Speaking at the 2014 annual meeting of the American Psychiatric Association in New York City, NY, on May 4, 2014, Passik cited several recent examples of successful combinations of personal psychotherapy, regular monitoring, and carefully titrated dosing that seem to control both pain and addiction. The goal, he said, is to “balance the principles of addiction management and the principles of pain management.”
However, pointing out that insurance rarely reimburses such methods of treatment, he asked rhetorically, “How are you going to pay for that? That’s anybody’s guess.”
To indicate the swings of the pendulum, Passik highlighted legislation and influential medical journal articles going back a century. These ranged from the federal Harrison Narcotics Tax Act of 1914, which regulated and taxed the production, importation, and distribution of opiates, to a 1946 editorial in the Journal of the American Medical Association sternly admonishing against giving injectable morphine to terminally ill cancer patients, to a letter to the editor of the New England Journal of Medicine in 1950 that claimed that opiates are not addictive based only on one case study.
Prescriptions for strong pain relief medications such as hydrocodone have been rising in the United States for the past two decades, according to Passik. Unfortunately, along with this trend, “we have trivialized the risk of addiction to individuals and to the people who are around the individuals,” he said.

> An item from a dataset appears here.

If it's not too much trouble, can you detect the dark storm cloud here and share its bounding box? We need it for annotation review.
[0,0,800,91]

The problem is not just that some patients are more susceptible than others to addiction. Even worse, their unused pills are easily accessible to their children and grandchildren, who may overdose themselves or sell them on the street.

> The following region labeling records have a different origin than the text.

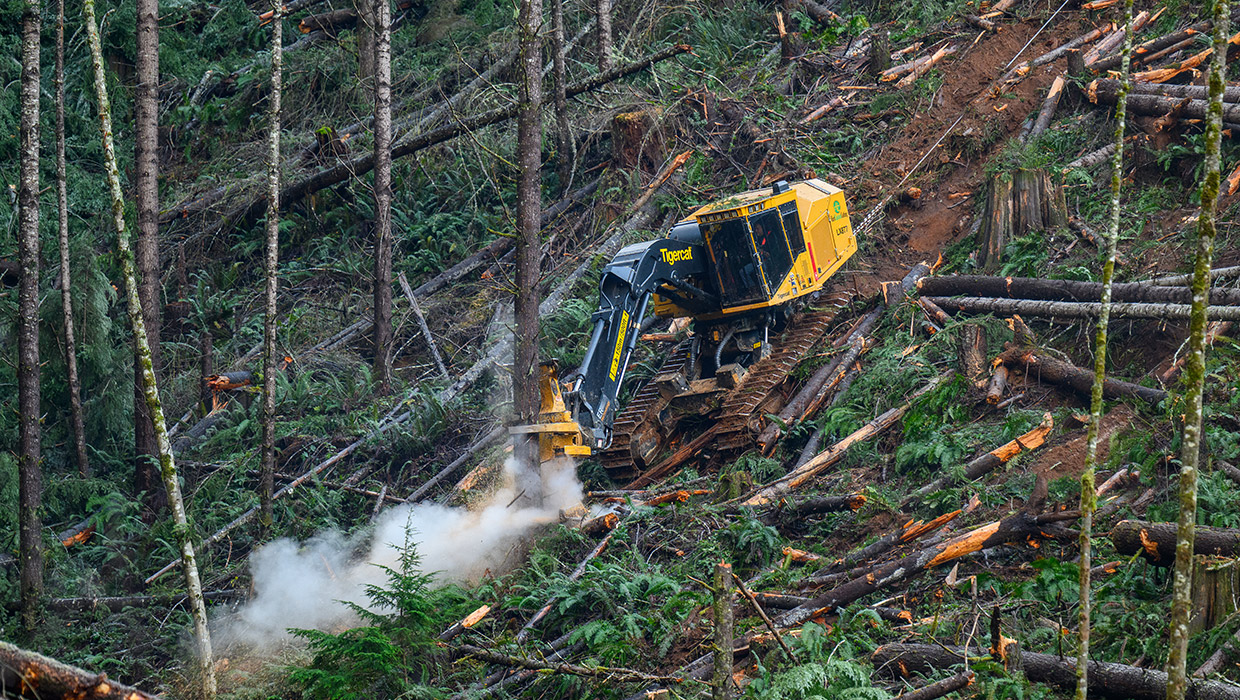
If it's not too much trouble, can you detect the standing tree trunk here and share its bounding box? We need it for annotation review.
[551,0,577,192]
[512,0,542,490]
[1167,5,1229,700]
[82,0,216,700]
[134,0,167,510]
[260,0,284,540]
[370,0,392,395]
[56,0,91,478]
[355,0,378,85]
[1076,0,1133,700]
[17,0,43,631]
[592,0,611,72]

Passik said downplaying the real risks of addiction “will blow up in our faces,” leading to harsher laws curtailing the availability of medications that some people truly need for pain management.
These problems call for a multifaceted program of risk management, Passik said. Among the key elements:
Passik praised instruments such as the SOAPP (Screener and Opioid Assessment for Patients with Pain) assessment tool offered on the PainEDU.org website and a six-month trial that recently ended at the Department of Veterans Affairs Hospital in Philadelphia, which he described as “Weight Watchers for opioids.”
He also praised a small study of 40 patients in Virginia and New York by the National Institute on Drug Abuse, that tried a combination of methadone plus group and individual counseling.
He did have some encouragement for his audience. “This is where psychiatric practitioners could play a very significant role,” he urged.